3

Надя сидела за столиком возле окна и смотрела на улицу. Ей не было жарко в летних брючках и бледно-зеленой блузке навыпуск. Светлые волосы она собрала в хвост на затылке и заколола пряжкой под черепаху.

Надя положила ногу на ногу. Коричневые мокасины такие удобные, она правильно сделала, что не надела черные лодочки. Ей вспомнилась фраза, которую любил повторять отец, когда мама покупала ему туфли на размер больше.

— Какое тебе дело до просторов мира, — вздыхал он, — когда жмут собственные туфли. У меня жена молодец. Не поскупилась, купила на размер больше, и мне так хорошо…

Надя улыбнулась, вспомнив о родителях. Она давно не была у них. Но съездит. Обязательно. Как только окончательно устроится. Но вместо нее там сейчас Николка. Он не даст им скучать.

Она отвернулась от окна и стала наблюдать за официантками. Тоненькие хорошенькие девочки сновали между столиками и с деловым видом записывали в блокнотики заказы, как журналистки на какой-нибудь важной пресс-конференции.

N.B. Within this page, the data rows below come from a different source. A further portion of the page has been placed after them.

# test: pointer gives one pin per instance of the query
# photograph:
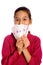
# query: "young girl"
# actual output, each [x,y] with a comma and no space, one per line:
[27,49]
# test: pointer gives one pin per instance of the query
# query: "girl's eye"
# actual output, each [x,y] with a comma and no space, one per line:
[25,19]
[17,20]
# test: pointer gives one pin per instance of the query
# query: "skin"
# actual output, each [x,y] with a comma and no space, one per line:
[22,43]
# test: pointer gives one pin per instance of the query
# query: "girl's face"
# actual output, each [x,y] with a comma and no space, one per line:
[21,17]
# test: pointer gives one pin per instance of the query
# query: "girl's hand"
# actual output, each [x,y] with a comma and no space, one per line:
[19,45]
[25,41]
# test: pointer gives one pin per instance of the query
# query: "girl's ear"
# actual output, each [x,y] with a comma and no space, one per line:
[30,22]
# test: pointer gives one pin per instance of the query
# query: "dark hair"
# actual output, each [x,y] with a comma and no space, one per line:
[23,9]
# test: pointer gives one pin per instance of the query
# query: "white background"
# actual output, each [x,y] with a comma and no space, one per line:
[7,8]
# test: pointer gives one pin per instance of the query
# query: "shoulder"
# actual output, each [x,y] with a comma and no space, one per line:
[9,37]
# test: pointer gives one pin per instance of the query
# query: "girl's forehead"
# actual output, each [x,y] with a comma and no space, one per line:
[21,13]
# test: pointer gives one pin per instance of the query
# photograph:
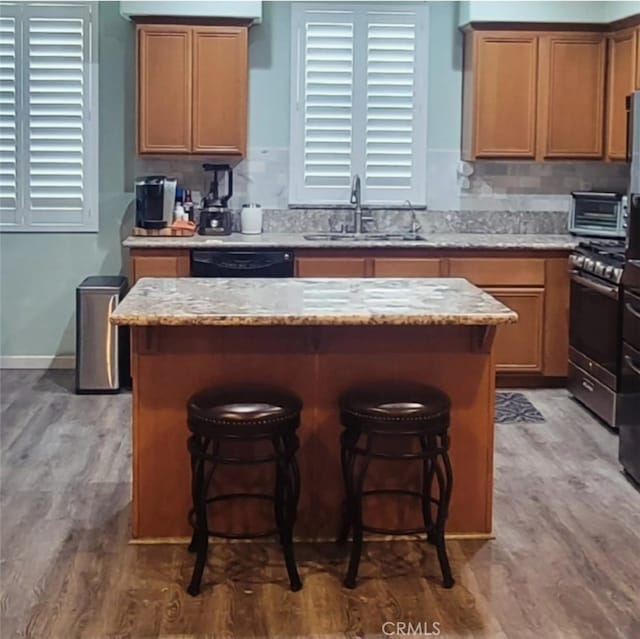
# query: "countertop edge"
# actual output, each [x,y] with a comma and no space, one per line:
[468,241]
[382,320]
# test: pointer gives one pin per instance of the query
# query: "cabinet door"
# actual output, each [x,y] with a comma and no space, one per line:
[331,267]
[220,90]
[175,264]
[621,80]
[572,64]
[518,347]
[405,267]
[505,79]
[164,89]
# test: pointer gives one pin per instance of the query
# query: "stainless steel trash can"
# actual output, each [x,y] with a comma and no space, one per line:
[102,362]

— …Дорога дальняя, земля привольная, страна ковыльная — не твоя… Автомобильная, любвеобильная Москва — твоя… — прозвучал в ушах низкий, почти мужской голос Марии. Надя вздрогнула, настолько неожиданно ворвалась подруга в ее мысли.

— Ты смеешься надо мной, да? — захохотала Надя, услышав тогда песню Марии. Та сидела возле окна на кухне и перебирала две струны своей домбры.

— Не-а, — покачала головой Мария. — Как можно смеяться, если эти слова я улавливаю из воздуха. Это не мои слова, не я их придумала.

— Но кто, по-твоему, их рассыпал в этом воздухе? — не отступала Надя.

Мария прожала плечами.

— Ты сама.

— Я-а? — Надя ткнула себя пальцем в грудь. — Я?

— Ну да, — кивнула Мария и снова стала перебирать струны.

— Неправда! — Надя подумала, не рассердиться ли ей.

— Тебе не надо сердиться, — словно прочитала ее мысли Мария.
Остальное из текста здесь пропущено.